While Boeing has insisted that the shutdown of the line will not
result in any layoffs—the company has assured the 12,000 workers at the
Renton, Washington production facility they will continue 737-related
work or be reassigned to other facilities in the Seattle area—the
announcement does not preclude the company from letting workers go in
the future. If the plane is never put back into service, a distinct
possibility, it will be the company’s employees and their families who
will bear the consequences of the criminal activity of the company’s
executives.
The shutdown of the line came the week after Boeing ex-employee Ed Pierson testified before the House
that senior Boeing management were aware that the Max 8 was an unsafe
plane prior to the twin disasters. He warned them twice in the months
before the first crash that “deteriorating factory conditions” at the
Renton facility were making aircraft that would eventually fall out of
the sky and asked for the line to be shut down in order to ensure the
planes were safe.
That same hearing also exposed the fact that the Federal Aviation
Administration knew after the first crash that, unless the plane was
grounded, the Max 8 would average one fatal crash every two or three
years, far above what Boeing or the agency considers safe. The supposed
regulatory agency suppressed this information for a year, a decision
that allowed Boeing stock prices to soar in the run-up to hundreds more
deaths.
Since the Max 8 was announced in 2011 to when the fleet was grounded
in March, the corporation increased in value by nearly $200 billion,
making its continued sale and operation critical for Boeing’s bottom
line.
However, it is unclear when, or even if, production of the Max 8 will
resume. Boeing was originally supposed to submit a comprehensive fix to
the fatal aircraft in September, and the company line was that the
plane would fly again by the end of 2019. Numerous problems, however,
have been uncovered with the aircraft and the certification process
itself, resulting in months of delays. As a result, Southwest and
American Airlines have canceled flights on Max 8 jets until April, while
United has canceled its Max 8 flights until June.

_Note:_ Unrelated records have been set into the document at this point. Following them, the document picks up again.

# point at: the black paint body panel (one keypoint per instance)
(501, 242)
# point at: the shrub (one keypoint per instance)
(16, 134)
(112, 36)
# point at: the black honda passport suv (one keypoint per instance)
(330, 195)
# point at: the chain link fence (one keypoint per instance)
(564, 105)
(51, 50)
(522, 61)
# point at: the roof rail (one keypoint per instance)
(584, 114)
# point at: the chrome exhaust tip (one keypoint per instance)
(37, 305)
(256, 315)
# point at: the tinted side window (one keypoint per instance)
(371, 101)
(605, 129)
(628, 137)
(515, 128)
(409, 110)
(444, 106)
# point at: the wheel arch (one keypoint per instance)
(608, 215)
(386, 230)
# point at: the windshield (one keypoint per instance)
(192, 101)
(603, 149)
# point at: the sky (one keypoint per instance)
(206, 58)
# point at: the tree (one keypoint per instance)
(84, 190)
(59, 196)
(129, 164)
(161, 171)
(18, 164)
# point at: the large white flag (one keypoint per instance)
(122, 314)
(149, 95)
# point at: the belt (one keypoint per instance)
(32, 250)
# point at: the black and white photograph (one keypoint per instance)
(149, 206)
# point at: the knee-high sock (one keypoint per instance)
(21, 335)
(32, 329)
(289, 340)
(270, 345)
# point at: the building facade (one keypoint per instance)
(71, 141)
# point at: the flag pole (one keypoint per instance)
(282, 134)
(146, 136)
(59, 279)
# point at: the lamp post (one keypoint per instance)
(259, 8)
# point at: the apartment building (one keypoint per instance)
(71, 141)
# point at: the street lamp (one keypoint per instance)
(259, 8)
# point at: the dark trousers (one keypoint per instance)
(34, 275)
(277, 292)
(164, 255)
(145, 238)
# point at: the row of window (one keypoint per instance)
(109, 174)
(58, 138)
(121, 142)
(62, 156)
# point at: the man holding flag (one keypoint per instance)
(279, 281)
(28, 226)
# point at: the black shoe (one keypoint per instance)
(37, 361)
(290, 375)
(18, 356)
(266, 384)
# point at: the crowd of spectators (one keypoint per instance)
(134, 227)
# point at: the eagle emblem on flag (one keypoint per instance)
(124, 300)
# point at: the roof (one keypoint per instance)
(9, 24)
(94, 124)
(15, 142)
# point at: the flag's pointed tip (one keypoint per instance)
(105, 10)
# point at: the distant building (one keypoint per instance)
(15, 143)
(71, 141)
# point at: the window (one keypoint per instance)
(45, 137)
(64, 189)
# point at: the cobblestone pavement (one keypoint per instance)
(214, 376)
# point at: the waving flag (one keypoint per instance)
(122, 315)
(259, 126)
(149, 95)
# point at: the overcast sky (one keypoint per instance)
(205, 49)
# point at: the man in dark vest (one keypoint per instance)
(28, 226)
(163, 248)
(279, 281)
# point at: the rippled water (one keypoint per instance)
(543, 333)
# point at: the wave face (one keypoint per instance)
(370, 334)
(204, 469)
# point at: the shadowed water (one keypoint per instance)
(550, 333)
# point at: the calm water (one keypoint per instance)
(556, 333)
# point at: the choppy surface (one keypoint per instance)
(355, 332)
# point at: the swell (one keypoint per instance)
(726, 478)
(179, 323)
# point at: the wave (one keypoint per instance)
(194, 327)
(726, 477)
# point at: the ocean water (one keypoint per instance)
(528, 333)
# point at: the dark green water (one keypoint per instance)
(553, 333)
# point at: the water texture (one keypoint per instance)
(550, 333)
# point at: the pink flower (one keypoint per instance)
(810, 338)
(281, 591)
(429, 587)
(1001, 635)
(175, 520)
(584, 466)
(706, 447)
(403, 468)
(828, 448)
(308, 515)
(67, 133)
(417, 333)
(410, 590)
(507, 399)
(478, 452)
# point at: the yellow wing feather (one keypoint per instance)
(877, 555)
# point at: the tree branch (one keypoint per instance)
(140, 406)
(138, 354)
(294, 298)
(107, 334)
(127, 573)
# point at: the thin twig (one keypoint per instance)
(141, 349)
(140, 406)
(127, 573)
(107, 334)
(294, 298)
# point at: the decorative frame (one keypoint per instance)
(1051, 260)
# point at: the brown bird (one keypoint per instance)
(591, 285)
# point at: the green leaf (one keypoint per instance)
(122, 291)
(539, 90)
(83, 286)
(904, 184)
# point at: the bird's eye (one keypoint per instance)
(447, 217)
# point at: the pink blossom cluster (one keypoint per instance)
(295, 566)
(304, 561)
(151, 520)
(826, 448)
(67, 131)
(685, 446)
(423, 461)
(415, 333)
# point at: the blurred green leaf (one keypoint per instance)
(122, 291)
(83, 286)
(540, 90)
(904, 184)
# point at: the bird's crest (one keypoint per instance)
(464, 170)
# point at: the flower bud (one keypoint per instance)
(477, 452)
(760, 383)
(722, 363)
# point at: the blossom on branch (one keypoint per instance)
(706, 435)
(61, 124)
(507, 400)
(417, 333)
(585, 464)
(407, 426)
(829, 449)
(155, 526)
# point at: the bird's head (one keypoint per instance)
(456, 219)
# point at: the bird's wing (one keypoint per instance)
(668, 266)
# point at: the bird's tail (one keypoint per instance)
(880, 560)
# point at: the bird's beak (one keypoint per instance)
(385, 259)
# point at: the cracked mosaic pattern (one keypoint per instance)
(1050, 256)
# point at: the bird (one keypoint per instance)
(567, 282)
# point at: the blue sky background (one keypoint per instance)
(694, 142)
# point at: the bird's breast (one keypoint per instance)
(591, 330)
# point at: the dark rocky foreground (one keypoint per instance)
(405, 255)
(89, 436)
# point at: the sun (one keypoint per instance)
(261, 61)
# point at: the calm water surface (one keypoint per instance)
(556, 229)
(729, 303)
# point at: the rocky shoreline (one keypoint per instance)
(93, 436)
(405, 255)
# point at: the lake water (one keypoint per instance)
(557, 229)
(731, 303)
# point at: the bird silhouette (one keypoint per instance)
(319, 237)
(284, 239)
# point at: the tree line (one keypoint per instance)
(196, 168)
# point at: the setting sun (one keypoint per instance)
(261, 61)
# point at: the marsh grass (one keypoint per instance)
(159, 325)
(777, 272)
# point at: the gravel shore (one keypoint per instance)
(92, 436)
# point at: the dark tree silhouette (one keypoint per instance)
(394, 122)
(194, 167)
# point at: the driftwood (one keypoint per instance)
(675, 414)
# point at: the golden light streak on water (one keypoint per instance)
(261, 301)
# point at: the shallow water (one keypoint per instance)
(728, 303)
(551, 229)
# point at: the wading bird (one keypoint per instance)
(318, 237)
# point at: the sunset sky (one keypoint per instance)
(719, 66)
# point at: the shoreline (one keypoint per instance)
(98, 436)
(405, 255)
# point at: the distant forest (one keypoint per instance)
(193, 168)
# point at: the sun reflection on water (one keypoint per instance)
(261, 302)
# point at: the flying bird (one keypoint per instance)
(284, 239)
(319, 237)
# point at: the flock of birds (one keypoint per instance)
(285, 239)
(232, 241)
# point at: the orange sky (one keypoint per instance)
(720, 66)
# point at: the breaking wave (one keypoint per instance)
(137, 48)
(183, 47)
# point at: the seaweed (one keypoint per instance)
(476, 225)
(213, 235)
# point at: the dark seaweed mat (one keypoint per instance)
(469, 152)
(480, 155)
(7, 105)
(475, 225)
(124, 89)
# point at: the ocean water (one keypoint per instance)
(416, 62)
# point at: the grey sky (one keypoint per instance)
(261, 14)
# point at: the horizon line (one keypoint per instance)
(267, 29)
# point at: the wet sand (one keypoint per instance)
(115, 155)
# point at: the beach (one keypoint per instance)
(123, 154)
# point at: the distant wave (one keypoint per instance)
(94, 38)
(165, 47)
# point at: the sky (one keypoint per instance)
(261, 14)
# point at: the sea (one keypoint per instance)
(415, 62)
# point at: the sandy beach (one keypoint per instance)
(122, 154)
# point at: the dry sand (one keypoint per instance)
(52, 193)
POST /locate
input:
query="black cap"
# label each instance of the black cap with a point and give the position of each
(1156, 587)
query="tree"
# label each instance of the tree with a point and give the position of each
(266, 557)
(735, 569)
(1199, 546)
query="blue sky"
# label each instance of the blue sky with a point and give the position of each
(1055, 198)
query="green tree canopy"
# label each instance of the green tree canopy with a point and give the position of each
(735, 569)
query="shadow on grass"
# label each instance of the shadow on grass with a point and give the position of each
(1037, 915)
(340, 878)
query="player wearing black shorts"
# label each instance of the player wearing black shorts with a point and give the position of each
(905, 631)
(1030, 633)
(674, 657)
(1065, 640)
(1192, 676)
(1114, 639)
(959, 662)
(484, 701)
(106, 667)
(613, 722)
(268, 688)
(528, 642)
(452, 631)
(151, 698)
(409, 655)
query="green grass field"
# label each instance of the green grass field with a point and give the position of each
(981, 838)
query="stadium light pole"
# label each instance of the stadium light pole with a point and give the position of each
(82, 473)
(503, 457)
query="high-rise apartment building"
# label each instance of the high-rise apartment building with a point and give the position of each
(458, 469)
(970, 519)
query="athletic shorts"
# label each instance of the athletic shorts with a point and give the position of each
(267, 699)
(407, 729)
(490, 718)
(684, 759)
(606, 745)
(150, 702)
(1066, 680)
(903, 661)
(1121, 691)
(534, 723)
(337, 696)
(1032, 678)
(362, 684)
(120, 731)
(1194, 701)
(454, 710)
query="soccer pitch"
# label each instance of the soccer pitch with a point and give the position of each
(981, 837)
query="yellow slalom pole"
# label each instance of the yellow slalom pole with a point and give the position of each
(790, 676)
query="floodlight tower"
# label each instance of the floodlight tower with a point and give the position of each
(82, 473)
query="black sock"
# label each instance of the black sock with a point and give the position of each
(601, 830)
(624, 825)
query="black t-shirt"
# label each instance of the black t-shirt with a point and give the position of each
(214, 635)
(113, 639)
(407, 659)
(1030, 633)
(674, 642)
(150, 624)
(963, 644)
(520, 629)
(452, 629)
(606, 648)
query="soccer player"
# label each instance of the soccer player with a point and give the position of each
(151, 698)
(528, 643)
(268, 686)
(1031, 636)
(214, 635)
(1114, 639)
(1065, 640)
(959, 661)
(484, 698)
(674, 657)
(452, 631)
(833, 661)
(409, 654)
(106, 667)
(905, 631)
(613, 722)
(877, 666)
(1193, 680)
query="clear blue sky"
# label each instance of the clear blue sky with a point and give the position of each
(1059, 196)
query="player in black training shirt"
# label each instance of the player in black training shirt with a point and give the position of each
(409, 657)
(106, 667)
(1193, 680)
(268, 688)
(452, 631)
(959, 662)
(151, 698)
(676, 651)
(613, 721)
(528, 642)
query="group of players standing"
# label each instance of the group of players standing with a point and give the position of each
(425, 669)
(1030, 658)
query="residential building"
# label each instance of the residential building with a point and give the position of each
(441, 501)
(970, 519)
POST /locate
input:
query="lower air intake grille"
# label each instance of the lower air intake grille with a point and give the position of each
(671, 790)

While Boeing is promising to shift the workers at Renton to other
jobs for the time being, the companies that make critical components,
including the engines, ventilation systems, wings and fuselages, are
poised to lose a significant amount of income.
This includes large corporations such as General Electric. When
Boeing reduced its production of the Max 8 from 52 to 42 a month in
April, GE, which makes the engines for the jet, announced it would lose
$1.4 billion throughout the rest of the year. It is poised to lose five
times that much in 2020 if the Max 8 stays grounded.
The situation at Spirit AeroSystems is worse. The Wichita,
Kansas-based company earns 80 percent of its revenue from Boeing, a
significant portion of that from making fuselages for the 737 Max. While
no layoffs have been announced, both the company and Kansas governor
Laura Kelly have said that the state may have to pay salaries for Spirit
workers if the grounding continues. The company has dozens of Boeing
hulls waiting to be delivered sitting outside at the company’s Wichita
factory.
Other companies, including Senior PLC, United Technologies Corp.,
Honeywell, Hexcel, Woodward and Meggitt, make numerous other equipment
ranging from landing systems, avionics, pylons, thrust reversers, smoke
detectors and engine nacelles. There are an estimated 642,000 employees
at these companies alone, many of whom work on Boeing systems and are at
risk of losing their jobs if the production of the Max 8 is halted for
any significant length of time or ended permanently.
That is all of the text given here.